Witgepoederde gezichten en extravagante kleding. Ergens na de middeleeuwen, leek mij. 'Ze weet mijn naam, broertje.' Het viel mij op dat hij Cayden niet bij zijn naam noemde. Dat hij een minachtende toon in zijn stem had. Dit was waar ze het over hadden gehad. Dat ze niet met elkaar oveweg konden. Vanuit mijn ogen gezien kwam dat voornamelijk door hun vader, maar daar zouden ze het - momenteel -  nog niet mee eens zijn.
'Ze wist de mijne ook al,' was het enige wat Cayden zei. Michiel stond er maar bij, alsof hij er helemaal niet bij hoorde. Alsof hij niet eens wist wie wij waren. Maar dat wist hij wel. En ik wist dat ik hem hier weg moest zien te krijgen. 'Michiel, ga maar naar huis. Ik kom er zo aan.' Ik had geen idee of het wel wijs was hem alleen naar huis te laten gaan. Ik had geen idee hoe ver het was en hoe gevaarlijk. Wat ik wel wist wat dat het hier waarschijnlijk gevaarlijker zou worden.
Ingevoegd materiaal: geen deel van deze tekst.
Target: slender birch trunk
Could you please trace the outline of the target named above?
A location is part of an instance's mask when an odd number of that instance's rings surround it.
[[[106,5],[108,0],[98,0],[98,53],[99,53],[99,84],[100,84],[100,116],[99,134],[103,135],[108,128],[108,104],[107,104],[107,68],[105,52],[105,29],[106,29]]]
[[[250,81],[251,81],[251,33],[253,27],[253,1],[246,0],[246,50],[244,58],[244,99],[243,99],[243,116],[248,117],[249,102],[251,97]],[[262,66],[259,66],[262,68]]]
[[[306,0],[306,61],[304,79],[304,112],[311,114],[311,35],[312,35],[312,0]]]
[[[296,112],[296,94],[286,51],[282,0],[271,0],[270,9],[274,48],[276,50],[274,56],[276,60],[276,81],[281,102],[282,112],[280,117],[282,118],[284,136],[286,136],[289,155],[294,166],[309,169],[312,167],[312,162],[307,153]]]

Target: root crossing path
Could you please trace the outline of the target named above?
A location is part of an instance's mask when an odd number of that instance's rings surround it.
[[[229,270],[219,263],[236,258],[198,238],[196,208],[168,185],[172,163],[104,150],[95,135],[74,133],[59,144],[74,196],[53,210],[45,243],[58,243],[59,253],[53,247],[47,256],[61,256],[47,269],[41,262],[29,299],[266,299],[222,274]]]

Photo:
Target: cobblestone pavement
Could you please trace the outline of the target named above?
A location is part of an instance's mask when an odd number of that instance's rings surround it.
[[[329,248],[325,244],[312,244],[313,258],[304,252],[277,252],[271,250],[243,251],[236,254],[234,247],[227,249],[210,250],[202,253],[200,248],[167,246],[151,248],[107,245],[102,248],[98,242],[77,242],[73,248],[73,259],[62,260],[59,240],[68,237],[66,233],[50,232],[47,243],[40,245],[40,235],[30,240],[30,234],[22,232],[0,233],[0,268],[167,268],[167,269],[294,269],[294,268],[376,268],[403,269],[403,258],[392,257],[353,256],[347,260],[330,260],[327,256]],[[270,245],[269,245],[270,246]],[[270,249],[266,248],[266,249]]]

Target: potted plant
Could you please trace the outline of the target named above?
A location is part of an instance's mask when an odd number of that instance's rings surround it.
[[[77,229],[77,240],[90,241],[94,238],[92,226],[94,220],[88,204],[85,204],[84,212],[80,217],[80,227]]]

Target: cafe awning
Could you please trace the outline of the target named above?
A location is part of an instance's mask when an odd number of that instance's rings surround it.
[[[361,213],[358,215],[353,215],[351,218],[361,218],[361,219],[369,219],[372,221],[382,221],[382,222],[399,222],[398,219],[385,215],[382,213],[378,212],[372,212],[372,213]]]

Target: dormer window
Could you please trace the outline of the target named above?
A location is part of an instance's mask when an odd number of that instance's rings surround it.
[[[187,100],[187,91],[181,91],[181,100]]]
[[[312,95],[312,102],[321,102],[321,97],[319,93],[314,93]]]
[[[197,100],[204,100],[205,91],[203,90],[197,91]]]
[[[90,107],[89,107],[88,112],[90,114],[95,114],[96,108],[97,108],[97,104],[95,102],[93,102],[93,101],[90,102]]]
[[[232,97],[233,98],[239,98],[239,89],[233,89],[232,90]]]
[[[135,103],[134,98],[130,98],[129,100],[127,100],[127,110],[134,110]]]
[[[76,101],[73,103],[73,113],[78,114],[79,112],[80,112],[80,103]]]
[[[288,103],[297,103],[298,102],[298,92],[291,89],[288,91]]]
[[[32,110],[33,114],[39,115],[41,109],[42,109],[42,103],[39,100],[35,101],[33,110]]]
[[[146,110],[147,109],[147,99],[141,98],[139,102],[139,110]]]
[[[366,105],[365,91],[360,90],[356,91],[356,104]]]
Michiel liep met tegenzin weg. Een paar passen verder nam hij de trap naar beneden en toen verdween hij al snel. Hij opende daar ergens nog een deur, waardoor ik ineens een hele vlaag muziek tegen mijn hoofd gesmeten kreegn. Cayden en Sylvain krompen ineen. Waarschijnlijk hadden ze veel last van het geluid. Ze hadden immers een beter gehoor. Waarom ze deze feestjes eigenlijk gaven, begon ik mij inmiddels wel af te vragen. Volgens mij zaten er voor hen alleen maar nadelen aan.
Op het moment dat de deur gesloten werd, leken Cayden en Sylvain van houding te veranderen. Ineens waren zíj de oppermachtige wezens hier. 'Dus, meisje, vertel ons een hoe je onze namen kent.' Ik overwoog even om hen het echte verhaal te vertellen. Iets wat ze waarschijnlijk niet zouden geloven. 'Laat mij gaan of ik ga schreeuwen dat jullie bloeddorstige monster zijn.' Sylvain begon te lachen, maar Cayden zag eruit alsof hij zich iets afvroeg.
'Bloeddorstige wezens,' lachte Sylvain. Ik besefte mij dat ik mij tot andere woorden moest wenden, anders zouden ze mij niet geloven of gewoon niet begrijpen. 'Anders zal ik schreeuwen dat jullie vampiers zijn.' Pas toen werd het gesprek echt serieus.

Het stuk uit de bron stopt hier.